2021 week six

Is it worth writing a weeknote when there’s so little I can recall from the week in question? The problem, really, is trying to recall a whole week at the end of the week – or worse, several days into the next week. So the highlights that still stand out are fewer. But there were some! There must have been.

As an aside, I have spent the last wee while browsing the lovely underside of the swanky mainstream platform version of the web – the web of handmade personal websites. Websites with ‘about me’ pages and, sometimes, not ‘blogs’ but ‘journals’ or ‘diaries’. And in that alternative word, so much else can exist. A blog has a certain vibe to it, but a journal or diary? Ooh… 

(In fact, one such personal website sent me right down a rabbit hole which saw me type out a thousand words breathing new life into a decade-old project of mine: why do people keep diaries? It turns out there’s still meat on those bones.)

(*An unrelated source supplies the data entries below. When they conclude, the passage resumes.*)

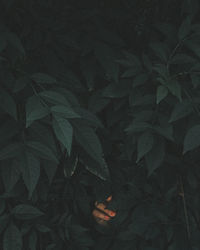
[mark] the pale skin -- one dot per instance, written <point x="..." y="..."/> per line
<point x="103" y="215"/>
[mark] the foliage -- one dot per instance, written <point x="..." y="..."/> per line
<point x="99" y="98"/>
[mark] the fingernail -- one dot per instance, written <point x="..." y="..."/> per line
<point x="112" y="213"/>
<point x="109" y="198"/>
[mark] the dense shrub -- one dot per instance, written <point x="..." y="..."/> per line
<point x="99" y="98"/>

((Aside number two: an alternative to the weeknote is, if course, a notebook of disparate thoughts and subjects, alongside a very neat and minimal journal kept in the form of daily bulleted entries – both examples here from Wesley Aptekar-Cassels.))

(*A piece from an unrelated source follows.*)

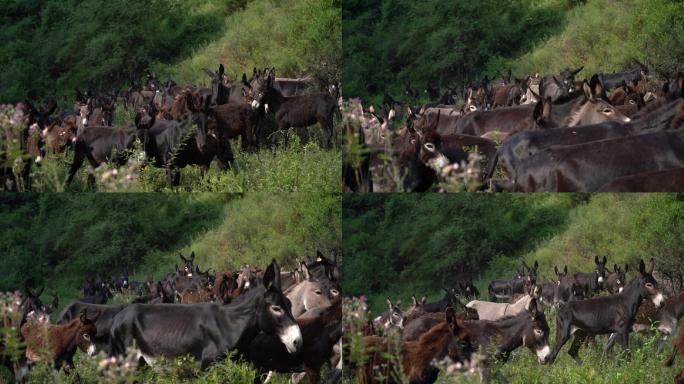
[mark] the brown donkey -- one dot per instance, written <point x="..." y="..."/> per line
<point x="440" y="341"/>
<point x="60" y="341"/>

Anywho. On Sunday I managed to run a decent half marathon distance into the City – down along Regent’s Park to the Bank of England and St Paul’s Cathedral, then back along the Strand. It was a long way but felt pretty comfortable, and took me to some really interesting areas. Doing it on Sunday morning meant London was pretty deserted, too. I hope to do another similar route again soon. 

The weather was still very cold and icy most of the week. During the week I was getting back into running but still finding icy patches and seeing frozen-over ponds on the Heath etc. The robins were very grateful for the ‘buggy nibbles’ I’ve started putting out. Little mealworm-stuffed parcels of goodness. They’ve also been collecting leaves and other bits for their nest, which is super exciting.

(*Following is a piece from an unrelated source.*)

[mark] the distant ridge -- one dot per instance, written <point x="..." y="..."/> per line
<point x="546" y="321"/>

Wednesday nights lately have become cocktails and board games nights in this household. In one novel suggestion we’ve managed to turn the middle of the week into something to look forward to. It’s so simple that I can’t believe it took so long to come up with, and can’t believe I initially sneered at the concept. It’s great!

We started watching Deutschland 83 after I fell down a GDR/stasi wikihole started by watching Nils Frahm’s concert at the Funkhaus and me looking into the history of the venue. It’s a fun show – doesn’t take itself too seriously, and although it necessarily has to lay on the this is a period show here’s some pop music to remind you vibes, it’s done well, and makes for a believable world.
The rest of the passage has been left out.